政教分離と大嘗祭(弁護士 伊藤 明生)

憲法二〇条一項前段は信教の自由を保障し,後段で同三項で「国及びその機関は,宗教教育その他いかなる宗教活動をしてはならない」と定めています。また,憲法八九条は公金は宗教上の組織のために使用してはならない旨定めています。これらの規定は政教分離原則といわれているものです。政教分離原則とは国家の非宗教性,宗教的中立性を実現することにより,信教の自由を制度的に保障しようとする原則です。

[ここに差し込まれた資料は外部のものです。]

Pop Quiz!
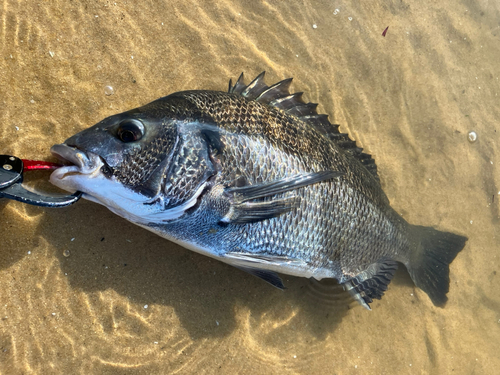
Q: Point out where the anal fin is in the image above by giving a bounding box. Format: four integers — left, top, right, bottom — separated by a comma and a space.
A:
343, 260, 398, 310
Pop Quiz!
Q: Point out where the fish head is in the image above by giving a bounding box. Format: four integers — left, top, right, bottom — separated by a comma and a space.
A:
50, 100, 184, 223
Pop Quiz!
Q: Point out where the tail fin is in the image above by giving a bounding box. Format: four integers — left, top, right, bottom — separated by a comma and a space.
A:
407, 226, 467, 307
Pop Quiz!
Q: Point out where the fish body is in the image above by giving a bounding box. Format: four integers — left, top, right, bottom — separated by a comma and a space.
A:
50, 73, 467, 309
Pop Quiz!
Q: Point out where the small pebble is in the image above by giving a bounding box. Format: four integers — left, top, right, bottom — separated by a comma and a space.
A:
144, 304, 148, 309
27, 251, 31, 255
312, 24, 317, 29
104, 86, 115, 96
49, 51, 54, 57
467, 131, 477, 143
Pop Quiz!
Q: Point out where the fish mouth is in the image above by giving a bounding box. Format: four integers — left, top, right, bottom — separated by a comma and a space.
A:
50, 144, 105, 192
50, 144, 90, 169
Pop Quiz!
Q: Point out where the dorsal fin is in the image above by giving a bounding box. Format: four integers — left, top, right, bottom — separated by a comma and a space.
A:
256, 78, 293, 103
228, 72, 379, 180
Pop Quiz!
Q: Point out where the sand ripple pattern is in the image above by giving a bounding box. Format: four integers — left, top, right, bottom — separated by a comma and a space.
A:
1, 0, 500, 373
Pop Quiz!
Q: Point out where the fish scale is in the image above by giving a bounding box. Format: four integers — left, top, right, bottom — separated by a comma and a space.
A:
181, 92, 396, 267
50, 72, 467, 309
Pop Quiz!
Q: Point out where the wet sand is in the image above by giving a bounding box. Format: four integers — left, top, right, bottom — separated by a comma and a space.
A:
1, 0, 499, 373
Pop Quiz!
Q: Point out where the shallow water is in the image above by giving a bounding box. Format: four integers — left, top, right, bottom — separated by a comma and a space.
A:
1, 0, 499, 373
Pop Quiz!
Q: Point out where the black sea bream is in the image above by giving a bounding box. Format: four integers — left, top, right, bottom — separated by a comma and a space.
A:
50, 73, 467, 309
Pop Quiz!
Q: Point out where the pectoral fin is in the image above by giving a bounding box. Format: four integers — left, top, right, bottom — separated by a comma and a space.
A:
221, 170, 342, 224
226, 171, 342, 201
221, 197, 300, 224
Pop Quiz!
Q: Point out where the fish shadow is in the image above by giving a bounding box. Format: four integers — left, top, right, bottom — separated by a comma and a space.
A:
31, 200, 352, 340
0, 199, 48, 270
0, 201, 22, 270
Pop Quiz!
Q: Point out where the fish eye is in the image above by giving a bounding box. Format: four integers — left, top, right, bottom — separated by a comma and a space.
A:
117, 119, 145, 142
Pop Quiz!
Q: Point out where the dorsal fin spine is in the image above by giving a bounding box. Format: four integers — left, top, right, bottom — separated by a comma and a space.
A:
241, 72, 267, 99
256, 78, 293, 104
227, 72, 379, 180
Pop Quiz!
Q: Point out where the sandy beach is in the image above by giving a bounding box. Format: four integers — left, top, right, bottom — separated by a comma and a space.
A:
0, 1, 499, 373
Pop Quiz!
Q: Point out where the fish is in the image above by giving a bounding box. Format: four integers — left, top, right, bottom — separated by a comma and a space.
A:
49, 72, 467, 309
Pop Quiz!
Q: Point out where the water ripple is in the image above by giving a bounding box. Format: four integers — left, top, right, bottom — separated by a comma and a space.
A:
0, 0, 499, 373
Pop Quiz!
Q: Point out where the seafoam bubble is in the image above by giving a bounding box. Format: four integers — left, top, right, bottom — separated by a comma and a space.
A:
104, 86, 115, 96
63, 249, 70, 257
468, 131, 477, 143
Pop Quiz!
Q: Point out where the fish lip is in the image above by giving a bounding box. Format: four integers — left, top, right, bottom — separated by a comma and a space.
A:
50, 143, 94, 172
50, 144, 99, 174
50, 144, 106, 194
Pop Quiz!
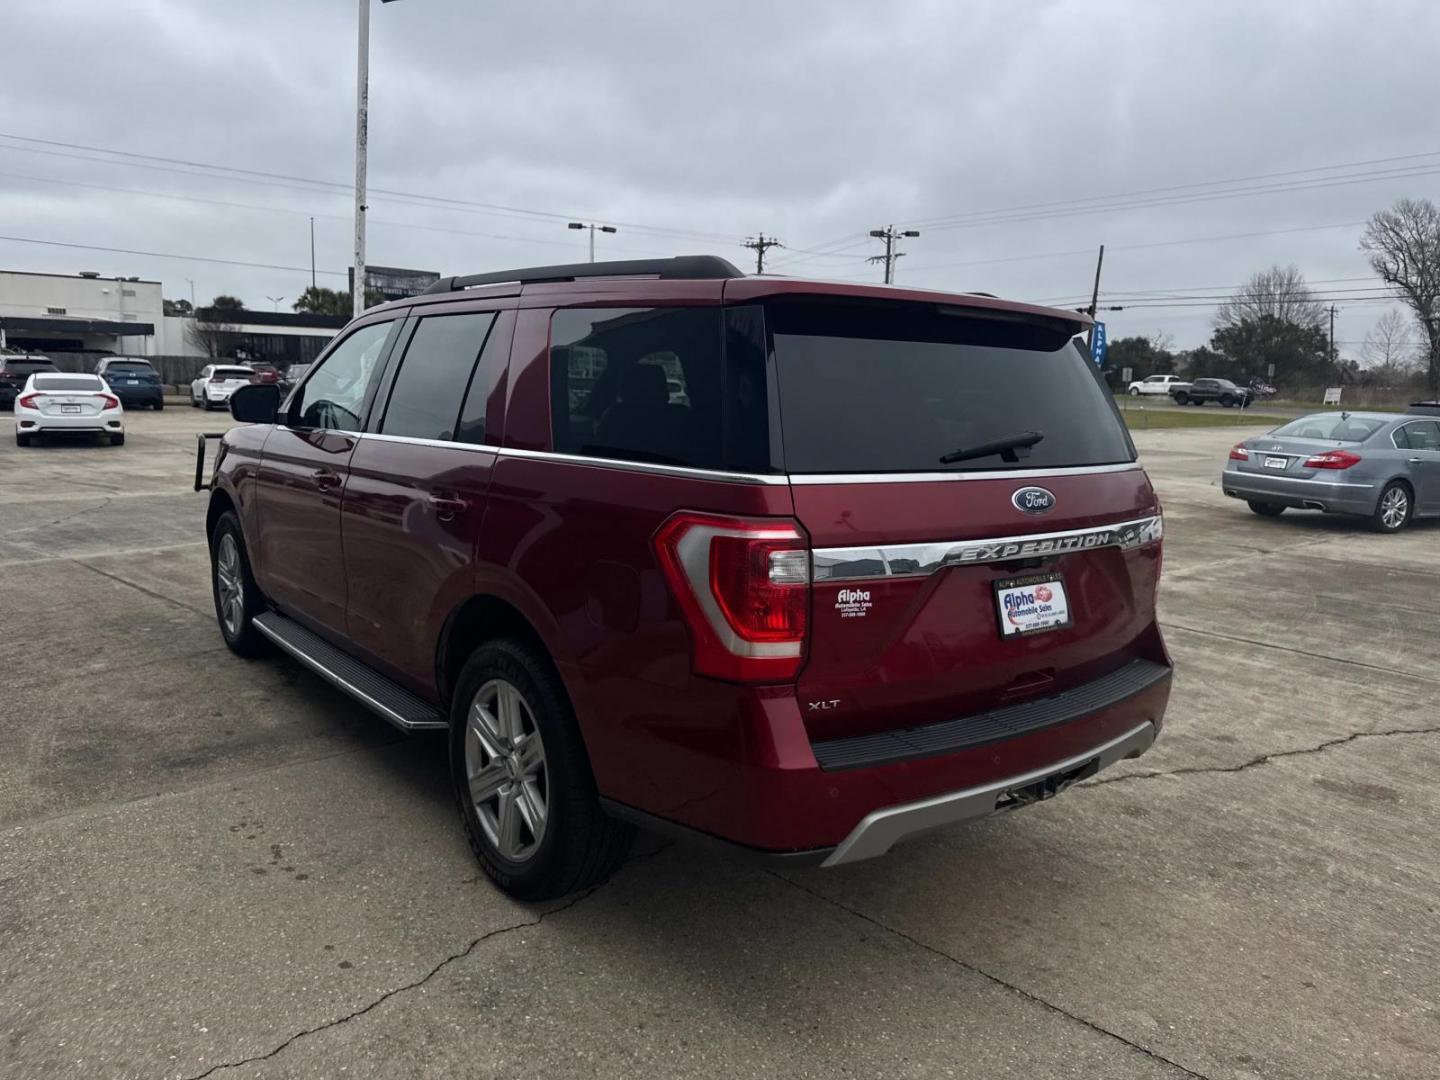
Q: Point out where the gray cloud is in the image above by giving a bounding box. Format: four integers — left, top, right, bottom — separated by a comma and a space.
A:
2, 0, 1437, 350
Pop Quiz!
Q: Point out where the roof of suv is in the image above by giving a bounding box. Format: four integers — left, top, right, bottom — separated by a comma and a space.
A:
375, 254, 1092, 334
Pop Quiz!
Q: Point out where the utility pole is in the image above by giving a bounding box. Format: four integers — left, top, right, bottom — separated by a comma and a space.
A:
352, 0, 370, 319
309, 217, 317, 290
867, 226, 920, 285
568, 222, 616, 262
744, 233, 783, 274
1328, 303, 1338, 365
1086, 244, 1105, 350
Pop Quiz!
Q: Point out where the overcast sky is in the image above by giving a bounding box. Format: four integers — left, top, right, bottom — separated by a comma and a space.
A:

さて,大嘗祭です。大嘗祭は,テレビでも放映されていましたからご覧になった方もおられるでしょう。この大嘗祭は国が行っているものではありませんが,27億円もの国の予算が使われました。大嘗祭は,戦前の日本で神権的天皇象を国民に知らしめるための儀式でした。戦前と同じ次第で今回の大嘗祭も行われました。戦後の日本が否定した神権的・絶対的天皇制儀式を,そのまま再現することはいかがなものでしょうか。30年前の「平成の代替わり」の時,大嘗祭への公金支出は政教分離原則に反するとして,訴訟が提起されました。その訴訟で大阪高裁は,1995年3月9日,賠償請求は斥けたもものの「少なくとも国家神道に対する助長,促進になるような行為として,政教分離原則に違反するのではないか疑義は一概に否定できない」という判決を出したのです。